As before, the 65-year-old leader ignored the protests—instead giving a speech on rural and urban development in the eastern state of Chattisgarh, unveiling a statue to a late Indian guru and praising a 104-year-old woman for backing his campaign for a Clean India.
The federal government deployed 4,000 troops and 5,000 paramilitaries in a massive show of force, and ordered an end to the protests by Sunday night. Home Minister Rajnath Singh met Jat leaders and offered to meet their demands.
In Bahadurgarh, on the road west from Delhi, around 2,000 protesters occupied a highway intersection and stopped truck traffic. Shops in the town were closed.
“We are here to die,” said Rajendra Ahlavat, a 59-year-old farmer and protest leader. “We will keep going until the government bows to our pressure. There is no way we will take back our demands.”
TV reports from Jhajjar, further west, showed troops fanning out on the streets against a backdrop of burning and damaged buildings—evidence of the fury of Jats who make up a quarter of Haryana’s population and number more than 80 million in all.
Haryana’s police chief said the death toll had risen to 10 and 150 more had been injured. “We are trying to identify the conspirators and take action,” Director General of Police Yash Pal Singal told a televised news conference.

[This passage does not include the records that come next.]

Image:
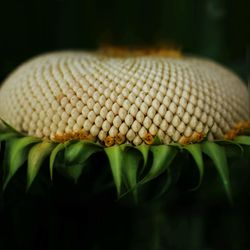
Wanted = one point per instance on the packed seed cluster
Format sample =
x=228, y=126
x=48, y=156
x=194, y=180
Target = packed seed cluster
x=122, y=99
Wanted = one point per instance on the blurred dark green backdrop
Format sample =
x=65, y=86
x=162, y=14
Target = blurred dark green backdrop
x=215, y=28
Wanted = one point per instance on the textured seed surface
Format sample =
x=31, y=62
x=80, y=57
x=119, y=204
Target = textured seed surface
x=122, y=99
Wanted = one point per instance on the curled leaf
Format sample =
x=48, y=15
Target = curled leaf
x=130, y=169
x=37, y=155
x=80, y=151
x=59, y=147
x=243, y=139
x=17, y=153
x=196, y=152
x=218, y=156
x=163, y=155
x=115, y=156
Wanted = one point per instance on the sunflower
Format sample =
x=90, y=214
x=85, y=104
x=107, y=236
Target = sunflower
x=142, y=109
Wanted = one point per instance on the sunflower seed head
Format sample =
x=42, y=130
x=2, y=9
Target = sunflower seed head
x=132, y=99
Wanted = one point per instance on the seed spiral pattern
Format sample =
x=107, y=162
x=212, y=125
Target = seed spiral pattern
x=122, y=99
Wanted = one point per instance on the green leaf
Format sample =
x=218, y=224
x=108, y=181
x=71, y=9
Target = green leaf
x=218, y=156
x=244, y=140
x=36, y=156
x=196, y=152
x=17, y=154
x=115, y=156
x=144, y=149
x=131, y=165
x=80, y=151
x=73, y=171
x=59, y=147
x=163, y=155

An official from Singh’s nationalist party—which also rules Haryana—said after talks at his residence that it would bring a bill in the state assembly to grant “reservation,” or a guaranteed quota of government jobs, to Jats.
Water Station Attacked
Protesters have attacked the homes of regional ministers, torched railway stations and staged sit-ins on tracks, blocking hundreds of trains. They sabotaged pumping equipment at a water treatment plant that provides most of Delhi’s water.
“No water available now. Still no hope to get it,” Deputy Chief Minister Manish Sisodia said in a tweet on Sunday.
The Delhi government ordered schools to shut on Monday and rationed water supply to residents to ensure that hospitals and emergency services have enough.
Maruti Suzuki India Ltd, India’s biggest carmaker by sales, suspended operations at its plants in the state after the protests disrupted the supply of some components.
Modi wants to attract foreign investment to back his ‘Make in India’ drive to create 100 million manufacturing jobs by 2022. At the current rate India may only create 8 million jobs in that period, by one independent estimate.